Если учесть изменение техники и медиумов власти, то судьба философии в современном мире оказывается еще более плачевной, чем раньше, когда власть выступала в своем неприкрытом и неприглядном виде, когда она пользовалась для оправдания своих интересов идеологией. В сущности, критиковать идеологию как форму ложного сознания гораздо легче, чем современную мифологию рекламы и массмедиа, прибегающих не столько к интеллектуальным значениям, сколько к аудио-визуальным знакам, воздействующим на поведение людей непосредственно магическим образом, минуя рефлексию. Но именно применительно к этой «магнетопатической» форме коммуникации стилистика Ницше оказывается весьма эффективной. Эмоциональная, прибегающая к телесно-чувственным метафорам проза Ницше обращена не столько на критическую аргументацию и анализ тех или иных морально-философских учений, сколько на дискредитацию поз, жестов и личин их создателей и потребителей. Вместо критики теорий осуществляется нечто вроде медицинского диагностирования их авторов.

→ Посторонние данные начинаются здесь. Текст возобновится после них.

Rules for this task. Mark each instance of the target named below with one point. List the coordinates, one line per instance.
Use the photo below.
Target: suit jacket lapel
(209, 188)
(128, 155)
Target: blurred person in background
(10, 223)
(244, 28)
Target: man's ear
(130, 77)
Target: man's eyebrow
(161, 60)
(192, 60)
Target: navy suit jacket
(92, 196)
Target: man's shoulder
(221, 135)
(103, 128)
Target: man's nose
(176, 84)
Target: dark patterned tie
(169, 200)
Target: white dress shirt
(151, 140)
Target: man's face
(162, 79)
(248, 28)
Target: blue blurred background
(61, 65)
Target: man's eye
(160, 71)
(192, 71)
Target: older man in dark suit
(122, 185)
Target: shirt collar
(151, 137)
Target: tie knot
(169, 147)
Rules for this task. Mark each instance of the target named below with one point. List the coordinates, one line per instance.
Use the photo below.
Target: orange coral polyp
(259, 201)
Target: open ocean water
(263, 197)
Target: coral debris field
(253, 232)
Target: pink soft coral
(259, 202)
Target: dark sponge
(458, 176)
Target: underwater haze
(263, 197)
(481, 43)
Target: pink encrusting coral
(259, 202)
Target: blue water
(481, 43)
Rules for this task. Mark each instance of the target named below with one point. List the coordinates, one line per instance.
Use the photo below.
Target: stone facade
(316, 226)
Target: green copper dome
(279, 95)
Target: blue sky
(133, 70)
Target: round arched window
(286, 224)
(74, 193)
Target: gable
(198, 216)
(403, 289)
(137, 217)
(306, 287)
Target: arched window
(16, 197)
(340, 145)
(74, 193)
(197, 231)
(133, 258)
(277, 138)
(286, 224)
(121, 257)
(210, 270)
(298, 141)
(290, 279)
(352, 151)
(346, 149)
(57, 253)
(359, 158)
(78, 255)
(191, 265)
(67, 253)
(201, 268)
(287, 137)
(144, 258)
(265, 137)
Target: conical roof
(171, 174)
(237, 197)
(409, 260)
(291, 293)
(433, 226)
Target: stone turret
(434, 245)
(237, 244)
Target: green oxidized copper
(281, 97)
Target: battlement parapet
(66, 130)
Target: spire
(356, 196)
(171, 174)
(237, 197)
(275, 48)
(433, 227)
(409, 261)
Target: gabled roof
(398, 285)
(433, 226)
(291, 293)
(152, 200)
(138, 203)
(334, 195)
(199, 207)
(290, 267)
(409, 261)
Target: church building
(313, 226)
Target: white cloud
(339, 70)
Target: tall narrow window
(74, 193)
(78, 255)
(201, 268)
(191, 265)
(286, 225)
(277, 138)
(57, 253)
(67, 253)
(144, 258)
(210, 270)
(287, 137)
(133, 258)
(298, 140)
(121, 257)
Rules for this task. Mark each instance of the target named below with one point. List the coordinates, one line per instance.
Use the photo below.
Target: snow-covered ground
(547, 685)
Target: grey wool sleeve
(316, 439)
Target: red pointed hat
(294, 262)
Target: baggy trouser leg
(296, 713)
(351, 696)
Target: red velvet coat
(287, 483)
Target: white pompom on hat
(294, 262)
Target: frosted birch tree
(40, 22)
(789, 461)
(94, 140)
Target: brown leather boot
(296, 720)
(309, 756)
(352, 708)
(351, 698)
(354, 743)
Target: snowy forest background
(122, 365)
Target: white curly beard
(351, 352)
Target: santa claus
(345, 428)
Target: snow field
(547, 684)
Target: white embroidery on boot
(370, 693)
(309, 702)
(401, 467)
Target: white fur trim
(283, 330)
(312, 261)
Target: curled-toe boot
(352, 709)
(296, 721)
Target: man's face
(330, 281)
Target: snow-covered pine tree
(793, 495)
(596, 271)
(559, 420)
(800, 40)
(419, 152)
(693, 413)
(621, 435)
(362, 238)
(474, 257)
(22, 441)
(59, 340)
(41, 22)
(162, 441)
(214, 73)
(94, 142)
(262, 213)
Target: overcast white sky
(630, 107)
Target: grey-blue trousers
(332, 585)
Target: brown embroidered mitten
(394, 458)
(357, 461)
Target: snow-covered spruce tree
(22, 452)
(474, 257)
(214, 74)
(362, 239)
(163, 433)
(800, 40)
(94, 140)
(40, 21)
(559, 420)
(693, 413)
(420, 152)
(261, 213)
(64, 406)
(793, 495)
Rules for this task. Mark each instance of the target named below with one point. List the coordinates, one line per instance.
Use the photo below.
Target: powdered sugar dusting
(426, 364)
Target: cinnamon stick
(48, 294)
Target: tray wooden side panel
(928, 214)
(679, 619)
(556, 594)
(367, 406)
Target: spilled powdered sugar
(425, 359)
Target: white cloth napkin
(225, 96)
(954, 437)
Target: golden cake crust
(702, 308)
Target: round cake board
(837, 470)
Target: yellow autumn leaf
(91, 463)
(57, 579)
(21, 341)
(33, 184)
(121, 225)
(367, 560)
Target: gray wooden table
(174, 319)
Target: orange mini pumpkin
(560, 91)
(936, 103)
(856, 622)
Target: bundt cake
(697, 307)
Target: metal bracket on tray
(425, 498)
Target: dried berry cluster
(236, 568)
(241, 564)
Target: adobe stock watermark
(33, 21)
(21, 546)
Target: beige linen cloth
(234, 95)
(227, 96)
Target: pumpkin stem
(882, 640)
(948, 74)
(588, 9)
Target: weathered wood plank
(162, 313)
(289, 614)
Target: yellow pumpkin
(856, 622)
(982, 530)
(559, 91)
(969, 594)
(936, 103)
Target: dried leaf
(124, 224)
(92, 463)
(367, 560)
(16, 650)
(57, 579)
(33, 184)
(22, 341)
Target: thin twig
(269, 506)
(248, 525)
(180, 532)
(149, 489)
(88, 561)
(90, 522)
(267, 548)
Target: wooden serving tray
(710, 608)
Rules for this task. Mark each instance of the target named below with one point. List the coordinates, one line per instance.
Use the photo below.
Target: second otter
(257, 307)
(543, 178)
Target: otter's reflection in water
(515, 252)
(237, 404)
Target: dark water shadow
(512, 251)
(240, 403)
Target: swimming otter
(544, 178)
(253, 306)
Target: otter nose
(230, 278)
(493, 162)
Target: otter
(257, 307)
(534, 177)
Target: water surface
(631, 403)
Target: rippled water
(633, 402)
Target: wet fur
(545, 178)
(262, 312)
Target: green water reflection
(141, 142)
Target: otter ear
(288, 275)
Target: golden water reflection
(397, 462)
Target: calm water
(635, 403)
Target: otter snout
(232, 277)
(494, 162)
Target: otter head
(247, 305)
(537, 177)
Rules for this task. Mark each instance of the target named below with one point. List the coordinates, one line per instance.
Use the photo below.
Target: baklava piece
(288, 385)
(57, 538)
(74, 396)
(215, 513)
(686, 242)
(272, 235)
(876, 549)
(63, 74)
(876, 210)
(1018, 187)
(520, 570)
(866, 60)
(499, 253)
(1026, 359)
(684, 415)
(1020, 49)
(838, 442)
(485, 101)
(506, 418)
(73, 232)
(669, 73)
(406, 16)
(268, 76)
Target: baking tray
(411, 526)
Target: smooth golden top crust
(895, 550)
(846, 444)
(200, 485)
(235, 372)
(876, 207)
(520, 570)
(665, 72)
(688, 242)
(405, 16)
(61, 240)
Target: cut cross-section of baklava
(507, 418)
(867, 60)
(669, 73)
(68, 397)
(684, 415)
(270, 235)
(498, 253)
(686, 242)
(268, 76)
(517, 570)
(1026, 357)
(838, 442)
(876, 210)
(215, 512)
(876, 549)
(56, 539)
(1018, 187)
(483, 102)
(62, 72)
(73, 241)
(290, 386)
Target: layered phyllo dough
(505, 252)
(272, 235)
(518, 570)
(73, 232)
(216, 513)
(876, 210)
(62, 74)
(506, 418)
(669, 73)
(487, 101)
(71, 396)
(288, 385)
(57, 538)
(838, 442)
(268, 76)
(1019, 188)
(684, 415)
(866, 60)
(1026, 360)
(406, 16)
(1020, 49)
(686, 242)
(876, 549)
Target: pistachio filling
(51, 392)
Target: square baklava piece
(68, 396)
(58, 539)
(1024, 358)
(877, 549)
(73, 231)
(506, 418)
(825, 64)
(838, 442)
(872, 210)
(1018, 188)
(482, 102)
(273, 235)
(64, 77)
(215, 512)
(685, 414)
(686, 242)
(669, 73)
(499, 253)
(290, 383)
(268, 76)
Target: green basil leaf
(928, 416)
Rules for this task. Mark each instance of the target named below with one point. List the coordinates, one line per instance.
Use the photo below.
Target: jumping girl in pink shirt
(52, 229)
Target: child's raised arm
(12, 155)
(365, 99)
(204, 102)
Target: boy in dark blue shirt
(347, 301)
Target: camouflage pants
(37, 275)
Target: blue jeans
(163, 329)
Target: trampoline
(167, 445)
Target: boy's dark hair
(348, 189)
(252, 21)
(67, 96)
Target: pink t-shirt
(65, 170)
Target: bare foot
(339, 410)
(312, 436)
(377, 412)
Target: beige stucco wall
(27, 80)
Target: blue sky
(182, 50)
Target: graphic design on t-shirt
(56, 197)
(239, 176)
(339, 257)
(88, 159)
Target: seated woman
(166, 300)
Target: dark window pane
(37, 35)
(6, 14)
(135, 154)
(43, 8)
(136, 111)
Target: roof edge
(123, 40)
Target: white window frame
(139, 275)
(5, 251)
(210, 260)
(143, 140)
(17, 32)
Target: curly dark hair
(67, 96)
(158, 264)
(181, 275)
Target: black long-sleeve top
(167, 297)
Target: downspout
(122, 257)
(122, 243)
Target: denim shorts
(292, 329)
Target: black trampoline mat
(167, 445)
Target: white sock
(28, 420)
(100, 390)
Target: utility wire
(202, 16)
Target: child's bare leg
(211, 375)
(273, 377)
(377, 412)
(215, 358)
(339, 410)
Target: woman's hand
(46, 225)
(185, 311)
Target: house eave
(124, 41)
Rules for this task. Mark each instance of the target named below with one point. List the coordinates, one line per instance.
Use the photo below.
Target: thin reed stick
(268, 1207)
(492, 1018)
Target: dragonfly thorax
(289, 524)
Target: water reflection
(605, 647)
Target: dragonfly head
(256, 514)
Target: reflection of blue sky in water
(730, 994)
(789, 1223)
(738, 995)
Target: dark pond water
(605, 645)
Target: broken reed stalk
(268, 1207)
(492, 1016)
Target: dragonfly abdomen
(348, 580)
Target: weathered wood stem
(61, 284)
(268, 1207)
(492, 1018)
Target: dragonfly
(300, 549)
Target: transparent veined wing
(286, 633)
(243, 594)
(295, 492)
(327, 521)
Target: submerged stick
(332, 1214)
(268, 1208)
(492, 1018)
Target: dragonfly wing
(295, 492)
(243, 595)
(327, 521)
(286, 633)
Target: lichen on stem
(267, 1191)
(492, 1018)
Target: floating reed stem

Этот распространенный прием Ницше не сводит к аргументу «сам дурак». Он показывает, как благородные и возвышенные теории иссушают и до неузнаваемости уродуют телесные, в том числе и внутренние, органы их создателей. Расплатой за предательство жизни становится здоровье. Эта своеобразная антиреклама оказывается особенно действенной против таких знаков, которые обладают собственным обаянием, воздействуют своим видом помимо интеллигибельного значения и поэтому не подвергаются критической проверке. В свете нашего опыта восприятия массмедиа, которые не просто информируют о тех или иных конкретных изделиях, а навязывают вполне определенный образ жизни, можно лучше понять устойчивое обаяние некоторых идей. Вера в Бога, человеколюбие, гуманизм, пацифизм, права человека, цивилизационный процесс — все это бесспорно привлекательные ценности. Напротив, говорить и тем более совершать зло — значит делать нечто ужасное, несущее погибель. Между тем бесстрастная статистика показывает, что вреда от гуманистических акций часто не меньше, а даже больше, чем от суровых действий, связанных с запретами, нарушениями прав человека и насилием.